Companies have embraced diversity as a way to enhance dialogue, broaden thinking, better represent customer perspectives and drive innovation. Diversity—including diversity of race, gender, cultural background, experience and age—is now a strategic imperative and benefits from the board of directors’ full commitment. Board nominating and governance committees are playing an important role in introducing more diversity into the boardroom by bringing forth diverse slates of outside director candidates. Compensation committees have a critical role to play as well, fostering diversity efforts within the employee and management populations. Here’s how:

  1. Monitoring of diversity and inclusion initiatives and outcomes within the organization: As many compensation committees expand their charters to include talent oriented responsibilities, diversity is a front and center issue. Committees are receiving at least annual updates from management on diversity and inclusion statistics, programs to support diversity and inclusion, and development opportunities for diverse leadership candidates. Many compensation committees are also taking the opportunity to get to know some of the diverse high potentials and their career experiences: they will invite diverse candidates to speak with them about their career path to date and the development actions they are undertaking. These “real-life” examples bring texture to the committee members’ understanding of the company’s endeavors and highlights the programs’ improvement opportunities and impact. In some cases, based on this understanding, the committee can be instrumental in fostering mentoring relationships within or outside the board that may accelerate the high potential individuals’ careers faster.
  2. Succession planning: Succession planning for the CEO and direct reports is most frequently a full board discussion. However, compensation committees may preview CEO direct report succession planning discussions to focus the board conversation and give additional time to this important topic. In addition, many compensation committees are choosing to focus on succession planning one level down, gaining insight into the longer-term talent pipeline. In both cases, there is an opportunity to probe where diverse candidates reside in the organization and the efforts being taken to enhance their readiness. Where fewer diverse candidates exist, compensation committees can push brainstorming about where additional candidates might be sourced and creative ways to make the company attractive among those groups.

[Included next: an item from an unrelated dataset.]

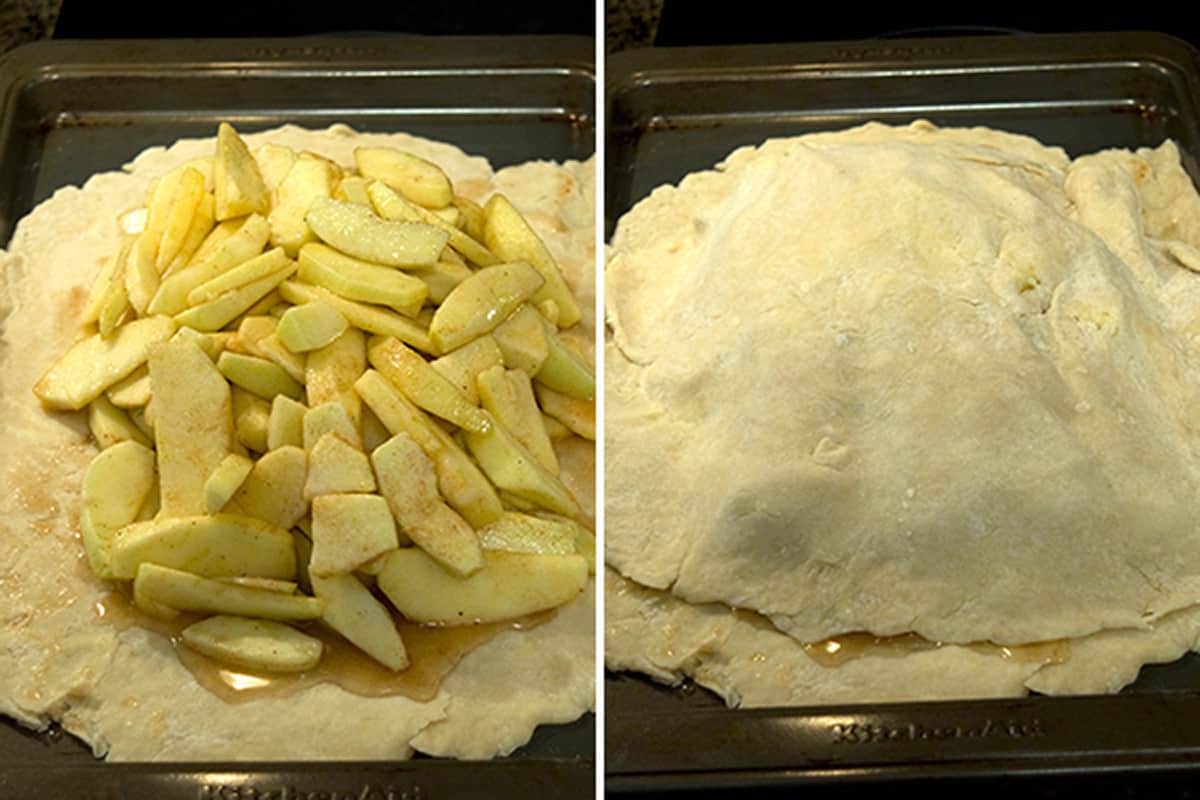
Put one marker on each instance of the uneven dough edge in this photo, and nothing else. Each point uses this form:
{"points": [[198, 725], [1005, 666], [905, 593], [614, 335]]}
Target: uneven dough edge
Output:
{"points": [[125, 692]]}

  3. Oversight of annual compensation actions: This core compensation committee responsibility supports diversity when viewed with a finer lens: as committees review annual pay change recommendations, it is important that they not only understand the individual actions but also look for patterns. How do increases and actions for women and minority executives compare? Are there other biases that the recommendations represent? Fairness and consistency are key. In addition, there is an opportunity to ensure pay actions are aligned with succession planning discussions. Are those diverse employees who have been identified as potential successors experiencing the appropriate pay trajectory? In considering these perspectives, the committee helps ensure the company put its money where its mouth is.

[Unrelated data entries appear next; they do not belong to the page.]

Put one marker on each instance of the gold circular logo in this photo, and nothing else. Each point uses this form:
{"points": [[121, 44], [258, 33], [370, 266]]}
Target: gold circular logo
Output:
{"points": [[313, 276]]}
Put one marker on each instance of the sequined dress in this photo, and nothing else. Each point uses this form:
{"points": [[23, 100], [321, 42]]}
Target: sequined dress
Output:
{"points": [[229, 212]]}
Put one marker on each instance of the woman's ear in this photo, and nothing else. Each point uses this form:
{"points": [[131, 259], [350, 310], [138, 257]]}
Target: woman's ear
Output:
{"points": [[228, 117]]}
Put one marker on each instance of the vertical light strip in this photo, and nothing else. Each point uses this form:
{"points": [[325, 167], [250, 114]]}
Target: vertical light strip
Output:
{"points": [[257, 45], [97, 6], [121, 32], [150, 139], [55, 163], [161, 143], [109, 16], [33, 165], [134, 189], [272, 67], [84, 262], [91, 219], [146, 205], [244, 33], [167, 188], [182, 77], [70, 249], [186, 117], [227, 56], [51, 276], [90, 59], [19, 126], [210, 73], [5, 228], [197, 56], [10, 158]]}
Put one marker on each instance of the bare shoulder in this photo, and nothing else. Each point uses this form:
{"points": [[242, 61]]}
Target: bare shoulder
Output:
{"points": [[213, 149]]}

  4. Gender pay equity: This issue is quickly emerging, advocated by institutional investors, political leaders, employees and others alike. It has been the focus of shareholder proposals and company pledges in the last few years and is increasingly in the governance dialogue. Compensation committees have the opportunity to work with management take a leadership role on this issue. The first step is to get an understanding of what the data shows about the current state. Then, the committee can work with management to clarify the company’s philosophy on the topic. Clear and practical responses related to compensation design and administration as well as targeted disclosure will help the company underscore its commitment to diversity and fair treatment to all stakeholders.

Compensation committees can help the companies they serve walk the talk on diversity and inclusion. Whether their charters and committee names formally include “human resources,” “organization,” or “talent” responsibilities, it makes business sense for committees to take on these issues. By focusing on questions about where more diverse talent needs to be sourced and fostered, who diverse high potentials are, what is being done to promote their career experiences, and how these individuals are paid relative to others on similar trajectories, the committee ensures the issue does not get lost in the midst of its other compliance and regulatory duties. Diversity and inclusion is a clear area where continuous measurement and sharing of experiences makes everyone learn faster and better. Therefore, committees should ask for the dialogue, and management teams should not be shy to engage.